Мир вам! г. 19. Полубогиня

Наталья Лукина88
     «Ною было пятьсот лет и родил Ной трех сынов: Сима, Хама и Иафета. Когда люди начали умножаться на земле и родились у них дочери, тогда сыны Божии увидели дочерей человеческих, что они красивы, и брали их себе в жены, какую кто избрал. И сказал Господь: не вечно Духу Моему быть пренебрегаемыми человеками (сими), потому что они плоть; пусть будут дни их сто двадцать лет. В то время были на земле исполины, особенно же с того времени, как сыны Божии стали входить  к дочерям человеческим. И они стали рождать им: это сильные, издревле славные люди. И увидел Господь (Бог), что велико развращение человеков на земле, и что все мысли и помышления сердца их  были зло во всякое время; и раскаялся Господь, что создал человека на земле, и восскорбел в сердце Своем. И сказал Господь: истреблю с лица земли человеков, которых Я сотворил, от человека до скотов, и гадов и птиц небесных истреблю, ибо Я раскаялся, что создал их. Ной же обрел благодать пред очами Господа (Бога)» (Быт.,5:32-6:8).

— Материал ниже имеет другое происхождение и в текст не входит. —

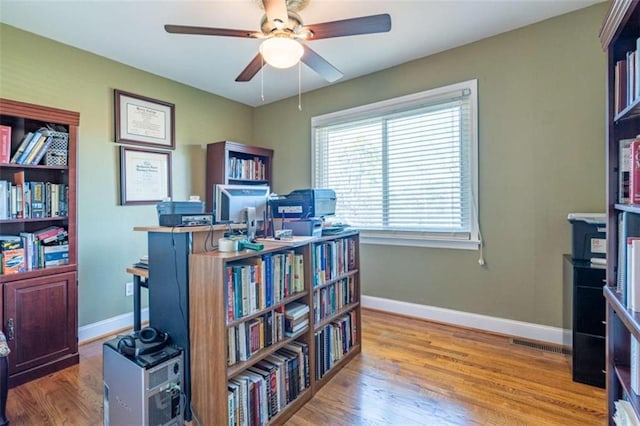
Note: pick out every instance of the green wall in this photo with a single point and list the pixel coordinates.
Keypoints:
(541, 91)
(37, 70)
(541, 156)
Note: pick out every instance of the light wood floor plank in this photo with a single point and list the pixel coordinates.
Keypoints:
(410, 372)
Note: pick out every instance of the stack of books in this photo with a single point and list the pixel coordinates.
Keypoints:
(296, 318)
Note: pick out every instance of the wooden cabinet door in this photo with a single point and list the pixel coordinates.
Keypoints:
(40, 320)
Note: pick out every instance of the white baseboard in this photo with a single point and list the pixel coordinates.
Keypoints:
(507, 327)
(109, 326)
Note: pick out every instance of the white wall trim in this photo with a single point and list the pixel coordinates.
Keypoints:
(109, 326)
(504, 326)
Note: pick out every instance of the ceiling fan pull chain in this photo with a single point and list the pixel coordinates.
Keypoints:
(299, 86)
(262, 79)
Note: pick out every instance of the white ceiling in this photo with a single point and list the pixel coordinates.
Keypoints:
(132, 32)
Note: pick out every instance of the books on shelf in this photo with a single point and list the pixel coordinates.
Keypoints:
(5, 144)
(634, 359)
(627, 79)
(263, 390)
(634, 173)
(624, 166)
(261, 282)
(631, 295)
(20, 199)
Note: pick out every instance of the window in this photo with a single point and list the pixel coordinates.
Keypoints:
(404, 170)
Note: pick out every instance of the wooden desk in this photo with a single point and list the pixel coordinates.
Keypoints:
(140, 279)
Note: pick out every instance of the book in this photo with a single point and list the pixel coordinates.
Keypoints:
(43, 150)
(624, 165)
(23, 144)
(37, 190)
(23, 195)
(5, 144)
(635, 365)
(5, 205)
(633, 267)
(634, 173)
(13, 261)
(56, 255)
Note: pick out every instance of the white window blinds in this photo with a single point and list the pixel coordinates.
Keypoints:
(404, 168)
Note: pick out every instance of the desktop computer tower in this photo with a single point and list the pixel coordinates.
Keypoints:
(142, 389)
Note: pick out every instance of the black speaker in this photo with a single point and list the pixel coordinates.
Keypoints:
(151, 340)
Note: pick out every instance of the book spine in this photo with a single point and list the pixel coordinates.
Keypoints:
(32, 142)
(23, 144)
(5, 144)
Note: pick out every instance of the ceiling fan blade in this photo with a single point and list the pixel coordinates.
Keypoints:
(185, 29)
(276, 11)
(354, 26)
(252, 69)
(320, 65)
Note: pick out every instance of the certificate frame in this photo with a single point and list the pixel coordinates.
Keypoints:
(140, 120)
(145, 176)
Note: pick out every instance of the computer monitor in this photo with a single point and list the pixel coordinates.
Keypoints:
(231, 202)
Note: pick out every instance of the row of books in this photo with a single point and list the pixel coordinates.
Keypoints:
(32, 147)
(33, 250)
(627, 79)
(259, 393)
(27, 200)
(333, 259)
(334, 341)
(247, 169)
(329, 300)
(249, 337)
(259, 283)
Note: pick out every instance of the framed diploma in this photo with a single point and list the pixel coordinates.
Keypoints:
(145, 176)
(144, 121)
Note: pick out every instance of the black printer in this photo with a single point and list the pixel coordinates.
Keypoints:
(304, 204)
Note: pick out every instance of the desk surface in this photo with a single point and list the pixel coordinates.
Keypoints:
(185, 229)
(141, 272)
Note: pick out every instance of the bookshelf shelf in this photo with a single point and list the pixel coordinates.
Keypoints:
(630, 319)
(324, 321)
(54, 330)
(623, 374)
(210, 330)
(289, 299)
(260, 355)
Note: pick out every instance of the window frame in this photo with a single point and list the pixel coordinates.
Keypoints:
(466, 241)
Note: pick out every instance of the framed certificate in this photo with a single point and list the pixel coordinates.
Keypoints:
(144, 121)
(145, 176)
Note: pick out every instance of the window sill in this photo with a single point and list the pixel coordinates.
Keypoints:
(376, 238)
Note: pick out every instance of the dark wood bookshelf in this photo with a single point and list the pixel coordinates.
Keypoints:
(41, 304)
(620, 34)
(209, 328)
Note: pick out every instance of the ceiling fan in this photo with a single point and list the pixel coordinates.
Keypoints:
(282, 31)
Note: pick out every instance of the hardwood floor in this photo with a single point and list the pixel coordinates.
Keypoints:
(410, 372)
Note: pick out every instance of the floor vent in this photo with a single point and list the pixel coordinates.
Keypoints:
(540, 346)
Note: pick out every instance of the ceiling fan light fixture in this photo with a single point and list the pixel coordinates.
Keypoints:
(281, 52)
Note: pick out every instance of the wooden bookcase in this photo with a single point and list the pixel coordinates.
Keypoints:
(221, 158)
(39, 306)
(329, 263)
(619, 35)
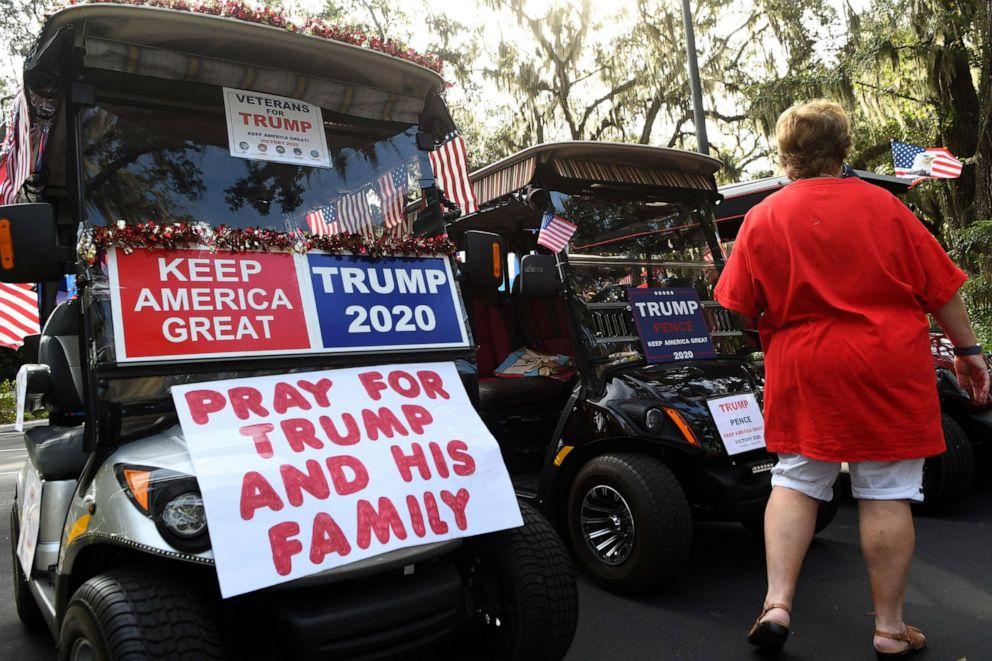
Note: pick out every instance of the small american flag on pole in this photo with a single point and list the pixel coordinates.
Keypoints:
(555, 232)
(450, 164)
(917, 163)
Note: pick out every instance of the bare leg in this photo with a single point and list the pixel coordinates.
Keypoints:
(790, 519)
(887, 541)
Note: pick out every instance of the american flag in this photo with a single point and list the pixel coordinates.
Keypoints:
(392, 188)
(18, 314)
(917, 163)
(450, 164)
(15, 152)
(555, 232)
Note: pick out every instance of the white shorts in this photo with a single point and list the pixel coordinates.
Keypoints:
(870, 480)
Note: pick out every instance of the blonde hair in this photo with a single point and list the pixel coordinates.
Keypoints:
(813, 138)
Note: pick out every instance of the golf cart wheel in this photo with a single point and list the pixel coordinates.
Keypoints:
(629, 521)
(137, 613)
(24, 603)
(947, 477)
(825, 515)
(522, 596)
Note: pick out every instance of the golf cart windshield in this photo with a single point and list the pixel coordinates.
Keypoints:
(627, 243)
(172, 164)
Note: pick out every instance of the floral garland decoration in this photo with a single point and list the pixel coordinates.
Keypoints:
(315, 27)
(128, 238)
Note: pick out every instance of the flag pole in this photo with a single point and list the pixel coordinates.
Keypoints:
(699, 117)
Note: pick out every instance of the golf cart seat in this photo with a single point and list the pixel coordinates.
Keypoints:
(57, 450)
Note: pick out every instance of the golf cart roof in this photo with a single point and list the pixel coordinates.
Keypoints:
(609, 162)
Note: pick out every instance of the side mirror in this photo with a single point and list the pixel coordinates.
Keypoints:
(485, 259)
(29, 250)
(539, 277)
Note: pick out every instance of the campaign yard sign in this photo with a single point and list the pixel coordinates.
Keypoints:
(739, 421)
(267, 127)
(187, 304)
(670, 324)
(304, 472)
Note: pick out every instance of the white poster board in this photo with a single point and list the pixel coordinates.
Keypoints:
(739, 420)
(305, 472)
(30, 521)
(267, 127)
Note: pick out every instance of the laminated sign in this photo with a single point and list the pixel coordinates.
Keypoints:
(301, 473)
(186, 304)
(266, 127)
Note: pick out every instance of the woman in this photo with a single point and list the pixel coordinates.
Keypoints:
(843, 276)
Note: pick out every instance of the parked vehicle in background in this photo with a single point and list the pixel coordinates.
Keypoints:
(240, 196)
(647, 417)
(948, 477)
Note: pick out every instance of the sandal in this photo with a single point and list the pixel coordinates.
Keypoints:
(913, 636)
(769, 634)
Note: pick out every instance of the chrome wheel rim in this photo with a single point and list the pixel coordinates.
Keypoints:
(607, 525)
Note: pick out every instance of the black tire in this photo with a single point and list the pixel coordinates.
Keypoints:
(24, 603)
(522, 596)
(137, 613)
(947, 478)
(825, 515)
(646, 519)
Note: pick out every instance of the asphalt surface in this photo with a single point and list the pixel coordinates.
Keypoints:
(706, 612)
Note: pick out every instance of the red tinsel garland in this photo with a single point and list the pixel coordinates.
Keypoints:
(233, 239)
(315, 27)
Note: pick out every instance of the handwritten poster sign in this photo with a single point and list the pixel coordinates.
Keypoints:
(739, 421)
(266, 127)
(670, 324)
(304, 472)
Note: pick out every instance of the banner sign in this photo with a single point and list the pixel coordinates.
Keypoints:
(304, 472)
(266, 127)
(739, 420)
(185, 304)
(670, 324)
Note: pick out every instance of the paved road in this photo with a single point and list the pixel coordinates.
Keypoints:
(705, 614)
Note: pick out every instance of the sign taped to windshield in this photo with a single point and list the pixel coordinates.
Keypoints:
(186, 304)
(304, 472)
(670, 324)
(267, 127)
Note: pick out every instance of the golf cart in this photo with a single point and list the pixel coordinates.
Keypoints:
(607, 373)
(240, 196)
(947, 477)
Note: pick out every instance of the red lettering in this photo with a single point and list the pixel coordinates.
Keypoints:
(373, 384)
(296, 482)
(411, 389)
(327, 538)
(433, 384)
(256, 493)
(300, 432)
(369, 521)
(318, 391)
(285, 397)
(385, 422)
(442, 465)
(457, 503)
(464, 464)
(260, 435)
(433, 516)
(416, 460)
(417, 417)
(284, 548)
(342, 485)
(354, 435)
(245, 401)
(202, 403)
(416, 516)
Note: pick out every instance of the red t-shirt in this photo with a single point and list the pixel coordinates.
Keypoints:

    «Человек лукавый, человек нечестивый ходит со лживыми устами, мигает глазами своим, говорит ногами своими, дает знаки пальцами своими; коварство в сердце его: он умышляет зло во всякое время, сеет раздоры. Зато внезапно придет погибель его, вдруг будет разбит – без исцеления. Вот шесть, что ненавидит Господь, даже семь, что мерзость душе Его: глаза гордые, язык лживый и руки, проливающие кровь невинную, сердце, кующее злые замыслы, ноги, быстро бегущие к злодейству, лжесвидетель, наговаривающий ложь и сеющий раздор между братьями. Сын мой! Храни заповедь отца твоего и не отвергай наставления матери твоей» (Притч.,6:3-7).

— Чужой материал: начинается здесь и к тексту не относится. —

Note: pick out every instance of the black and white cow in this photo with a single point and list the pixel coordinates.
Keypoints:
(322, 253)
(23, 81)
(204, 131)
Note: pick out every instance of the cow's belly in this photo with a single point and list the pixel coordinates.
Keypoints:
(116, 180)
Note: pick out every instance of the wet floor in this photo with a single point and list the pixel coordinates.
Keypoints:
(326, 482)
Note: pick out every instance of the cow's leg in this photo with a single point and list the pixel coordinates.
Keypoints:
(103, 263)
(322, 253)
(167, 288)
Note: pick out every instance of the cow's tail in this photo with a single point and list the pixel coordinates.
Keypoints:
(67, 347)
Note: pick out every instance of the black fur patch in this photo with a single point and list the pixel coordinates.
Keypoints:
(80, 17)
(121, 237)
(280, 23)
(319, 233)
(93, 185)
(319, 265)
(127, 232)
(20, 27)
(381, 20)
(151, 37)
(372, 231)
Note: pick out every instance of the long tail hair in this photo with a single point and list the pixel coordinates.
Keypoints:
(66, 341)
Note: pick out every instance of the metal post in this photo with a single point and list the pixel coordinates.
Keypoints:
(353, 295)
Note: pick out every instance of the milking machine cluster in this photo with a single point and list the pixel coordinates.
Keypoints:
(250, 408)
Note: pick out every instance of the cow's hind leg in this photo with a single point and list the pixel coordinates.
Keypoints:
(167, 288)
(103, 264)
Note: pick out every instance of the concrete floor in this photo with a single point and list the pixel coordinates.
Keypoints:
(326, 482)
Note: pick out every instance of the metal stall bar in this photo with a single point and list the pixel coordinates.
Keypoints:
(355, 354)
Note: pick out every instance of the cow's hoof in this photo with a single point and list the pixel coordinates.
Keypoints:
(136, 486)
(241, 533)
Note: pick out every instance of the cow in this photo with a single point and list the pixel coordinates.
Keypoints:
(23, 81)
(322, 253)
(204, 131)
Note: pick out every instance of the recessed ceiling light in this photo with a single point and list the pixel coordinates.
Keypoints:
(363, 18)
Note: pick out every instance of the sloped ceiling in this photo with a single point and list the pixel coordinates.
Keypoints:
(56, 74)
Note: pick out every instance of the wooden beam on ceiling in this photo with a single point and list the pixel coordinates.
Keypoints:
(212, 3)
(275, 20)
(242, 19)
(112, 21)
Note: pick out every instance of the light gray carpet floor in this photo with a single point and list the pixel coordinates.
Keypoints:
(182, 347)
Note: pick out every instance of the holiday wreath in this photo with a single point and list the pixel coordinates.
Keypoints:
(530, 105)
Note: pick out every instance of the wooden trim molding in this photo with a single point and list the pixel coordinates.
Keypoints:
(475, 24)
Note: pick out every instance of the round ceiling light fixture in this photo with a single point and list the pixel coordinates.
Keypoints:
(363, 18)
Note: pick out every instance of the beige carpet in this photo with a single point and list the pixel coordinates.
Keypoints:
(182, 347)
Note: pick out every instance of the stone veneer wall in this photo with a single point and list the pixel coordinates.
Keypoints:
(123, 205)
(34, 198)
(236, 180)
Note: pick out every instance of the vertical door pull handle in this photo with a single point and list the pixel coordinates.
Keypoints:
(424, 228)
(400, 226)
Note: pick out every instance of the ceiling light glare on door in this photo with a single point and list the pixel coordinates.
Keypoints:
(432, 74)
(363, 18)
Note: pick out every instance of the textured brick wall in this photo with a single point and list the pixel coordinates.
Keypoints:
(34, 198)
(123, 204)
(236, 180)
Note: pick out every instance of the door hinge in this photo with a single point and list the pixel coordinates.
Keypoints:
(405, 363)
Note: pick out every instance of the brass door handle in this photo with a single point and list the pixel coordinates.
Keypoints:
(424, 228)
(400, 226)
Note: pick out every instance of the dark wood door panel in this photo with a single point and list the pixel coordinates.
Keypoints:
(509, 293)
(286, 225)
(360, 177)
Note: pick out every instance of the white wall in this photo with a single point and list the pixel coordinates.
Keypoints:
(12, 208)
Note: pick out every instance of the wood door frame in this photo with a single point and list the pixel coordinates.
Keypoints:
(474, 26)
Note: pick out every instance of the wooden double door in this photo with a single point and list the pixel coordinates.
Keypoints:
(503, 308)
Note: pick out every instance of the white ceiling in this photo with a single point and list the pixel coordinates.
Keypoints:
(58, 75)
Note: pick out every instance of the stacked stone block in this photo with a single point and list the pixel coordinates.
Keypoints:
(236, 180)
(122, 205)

     «Извнутрь, из сердца человеческого исходят злые помыслы, прелюбодеяния, убийства, кражи, лихоимство, злоба, коварство, непотребство, завистливое око, богохульство, гордость, безумство!»(Мк.7,21-22).

               




             Глава 19. «ПОЛУБОГИНЯ».


     «В сущности, ведь неправда, что жалость – худой заменитель любви, хотя многие, кому она предназначается, воспринимают ее именно так. Очень часто это сама любовь» (А.Мердок, «Черный принц»).


            «Любовь возрождает. Но может и убивать…    
                И с нее все и начинается…»

     Алексею было жаль эту девочку с заблудшей душой. Хотелось взять  сырую эту глину, хорошенько размять, размягчить чистой водой, и, слой за слоем нанося на каркас, вылепить заново пусть не само совершенство, но нечто близкое к нему. Более приближенное Божественному замыслу.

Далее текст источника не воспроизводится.